N-Tuple Neural Network Plays 2048

An ASM version of this can be found here

The largest tile you can realistically reach in the game 2048 is 131072. However, unless you're an ultra-sweat or something, you probably only care about reaching 2048 and maybe 4096 or even 8192. The average human being with a brain is able to do this fairly easily, but what about a computer?

There are a total of 12^16 possible states for the 2048 board for values of tiles ranging from 2 to 2048. While this is nowhere near the amount of possible states for games like Chess or Go, it does mean that an AI agent or a heuristic-driven algorithm of some kind is needed to "beat" 2048. Traditionally, algorithms like minimax and expectimax have been used to try and beat 2048. However, it has been proven that one of the best structures for an autonomous 2048 player is an N-tuple network.

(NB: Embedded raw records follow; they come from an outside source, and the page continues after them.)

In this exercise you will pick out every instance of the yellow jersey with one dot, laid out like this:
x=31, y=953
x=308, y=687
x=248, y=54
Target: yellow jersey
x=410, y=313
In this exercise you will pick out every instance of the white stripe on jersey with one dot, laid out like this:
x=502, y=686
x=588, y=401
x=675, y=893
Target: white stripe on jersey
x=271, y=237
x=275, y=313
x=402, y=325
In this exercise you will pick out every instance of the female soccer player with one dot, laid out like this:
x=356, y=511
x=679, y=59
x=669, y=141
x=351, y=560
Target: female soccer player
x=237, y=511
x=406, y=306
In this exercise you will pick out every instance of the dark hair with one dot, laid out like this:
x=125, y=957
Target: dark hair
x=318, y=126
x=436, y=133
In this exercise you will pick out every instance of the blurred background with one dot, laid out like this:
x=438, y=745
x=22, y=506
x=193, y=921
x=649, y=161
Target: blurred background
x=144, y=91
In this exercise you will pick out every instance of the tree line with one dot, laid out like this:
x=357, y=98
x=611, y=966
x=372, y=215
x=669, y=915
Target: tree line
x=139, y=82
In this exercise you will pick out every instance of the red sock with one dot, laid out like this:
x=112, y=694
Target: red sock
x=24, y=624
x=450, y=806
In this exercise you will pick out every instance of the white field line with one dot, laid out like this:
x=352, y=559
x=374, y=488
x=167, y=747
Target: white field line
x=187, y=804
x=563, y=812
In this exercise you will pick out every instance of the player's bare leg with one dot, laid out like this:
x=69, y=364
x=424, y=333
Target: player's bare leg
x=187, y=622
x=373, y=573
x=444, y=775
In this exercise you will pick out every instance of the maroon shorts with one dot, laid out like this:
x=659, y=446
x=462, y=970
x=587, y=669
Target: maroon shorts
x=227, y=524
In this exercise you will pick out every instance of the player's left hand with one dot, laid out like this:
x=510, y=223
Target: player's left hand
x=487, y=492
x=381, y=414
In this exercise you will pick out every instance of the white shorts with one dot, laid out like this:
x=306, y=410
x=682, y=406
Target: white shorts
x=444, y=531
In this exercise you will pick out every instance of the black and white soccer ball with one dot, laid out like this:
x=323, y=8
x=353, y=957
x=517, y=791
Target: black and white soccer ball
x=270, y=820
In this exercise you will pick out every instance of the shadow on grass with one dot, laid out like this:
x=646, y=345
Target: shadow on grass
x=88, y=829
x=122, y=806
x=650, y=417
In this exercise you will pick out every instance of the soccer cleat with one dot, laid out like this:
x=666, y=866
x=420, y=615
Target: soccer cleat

This repository contains C++ code that trains and tests a N-tuple 2048 bot (referred to as bot).

Tuples

There are a lot of possible board states for 2048. We can't possibly account for all of these, so we need to reorder/restructure the board in a way that will result in a smaller amount of total states. If you've ever solved a combinatorics or optimization problem with the meet-in-the-middle (example 1, example 2) approach, we'll do something similar here.

Tuples can be thought of as contiguous subdivisions of the 2048 board. Some of these may overlap, and some may not overlap. The main takeaway is that we are dividing the board up into multiple chunks. When we try to calculate the number of possible states for each of these chunks, we see that there are a lot less states we have to deal with. For example, when only accounting for possible combinations of tiles from 2 to 2048 in a tuple that contains 4 elements, there are only 12^4 = 20736 states. The idea is that all of these tuples look at certain parts of the 2048 board and come to a decision together about the overall state of the board.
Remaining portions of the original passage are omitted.